Our proprietary experience analysis methodology—known as @Risk Analysis—is based on decades of social science academic research and practical in-market business application. It is based on a fundamental principle of human behavior:
Individuals are far more likely to take action in response to negative events than positive ones.
Although the principle is straightforward, its practical implications for customer experience research are profound:
- Dissatisfaction is statistically much more predictive of what a customer will do than satisfaction
- A detailed understanding of specific problem experiences is significantly more actionable than a generalized scalar view of “satisfiers”
Verde clients use @Risk analysis to understand why their customers behave in a certain way and what actions to take to alter those behaviors. The approach identifies specific experiences driving unwanted behaviors, isolates those with the greatest negative impact on customer value and prioritizes all experiences on basis of financial impact. Below is a brief overview of how we conduct an @Risk program and the typical outputs from the work.
START WITH EXPERIENCES
At the center of any @Risk project are the experiences you create for your customers. These are really the only things you can control: customer attitudes and behaviors are the outcomes of these experiences.
@Risk analysis is formally based on Attitude-Behavior Consistency Theory. Using this model, we will evaluate your customers’ experiences on the basis of personal centricity, consistency and emotional impact.
AVOID “HOW MUCH DO YOU LOVE US”
Traditional customer satisfaction research grossly underreports dissatisfied customers due to response scale bias. The data is general and hard to act on. And since satisfaction has been established to weakly correlate—if at all—to long term loyalty behaviors, starting and stopping with satisfaction is a suspect measurement tactic to begin with.
@Risk analysis goes straight to the heart of the customer experiences that matter most to your customers and your top line in a way that satisfaction analysis cannot.
GET COMPREHENSIVE AND GET SPECIFIC
@Risk analysis is based on direct proactive inquiry of problem experiences versus passive “open text response” methods often used to collect dissatisfaction data. It expressly links qualitative and quantitative research and actively drives to implementation of findings. In a typical program we may identify and evaluate up to 500 specific experiences on the way to findings, spanning core product experiences, sales and support enablers and relationship accelerators.
SEPARATE THE CRITICAL FEW FROM THE TRIVIAL MANY
@Risk analysis will prioritize which dissatisfiers are imposing the greatest collateral damage on your revenue, share and brand.
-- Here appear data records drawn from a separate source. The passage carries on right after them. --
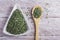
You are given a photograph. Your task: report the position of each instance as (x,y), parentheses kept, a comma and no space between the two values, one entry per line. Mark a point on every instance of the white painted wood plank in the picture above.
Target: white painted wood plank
(50,28)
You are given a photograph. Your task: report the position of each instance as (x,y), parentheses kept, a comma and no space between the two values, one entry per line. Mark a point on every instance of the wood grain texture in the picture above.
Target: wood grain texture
(49,27)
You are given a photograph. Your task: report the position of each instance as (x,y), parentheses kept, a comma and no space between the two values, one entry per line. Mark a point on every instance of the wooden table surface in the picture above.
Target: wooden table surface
(49,28)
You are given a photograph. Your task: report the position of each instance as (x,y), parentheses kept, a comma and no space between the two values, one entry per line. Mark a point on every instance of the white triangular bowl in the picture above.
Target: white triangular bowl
(16,6)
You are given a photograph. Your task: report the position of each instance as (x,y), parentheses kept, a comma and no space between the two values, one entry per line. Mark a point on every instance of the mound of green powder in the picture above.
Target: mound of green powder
(17,23)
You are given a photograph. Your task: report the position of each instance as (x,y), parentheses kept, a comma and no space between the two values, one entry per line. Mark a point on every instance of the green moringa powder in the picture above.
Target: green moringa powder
(17,23)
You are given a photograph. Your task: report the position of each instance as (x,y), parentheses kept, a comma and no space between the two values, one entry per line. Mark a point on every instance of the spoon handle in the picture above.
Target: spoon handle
(36,29)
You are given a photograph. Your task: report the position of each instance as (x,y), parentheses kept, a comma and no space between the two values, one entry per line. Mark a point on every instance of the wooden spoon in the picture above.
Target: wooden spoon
(36,21)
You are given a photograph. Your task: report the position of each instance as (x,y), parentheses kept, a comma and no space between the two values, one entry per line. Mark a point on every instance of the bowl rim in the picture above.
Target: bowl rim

A typical analysis will isolate between 5 and 8 critical sub-optimal experiences that account for the majority of a client’s market risk.
eliminate the problems YOU CAN, RESOLVE THE REST
@Risk analysis will make clear for you not just which experiences are driving your customers away, but how well your problem resolution processes are performing at pulling them back. We conduct detailed analyses on the loyalty behaviors of customers with/without problems, those who contact you and do not, and those who do/do not have their problems fully resolved—and tell you precisely what to do for each customer type to improve retention, spend and brand consideration.
LOOK FOR RISKS TO MARKET REPUTATION
@Risk analysis takes a particularly close look at how customer experiences impacts your word-of-mouth reputation. Managing these critical experiences accelerates customer acquisition and strengthens overall brand equity.
@Risk analysis concludes with rigorous Action Planning. Based on Hoshin management principles and governed by TQM exercises, Action Planning is an integrated component of the program plan that bridges clients from data to market impact in 9-18 months.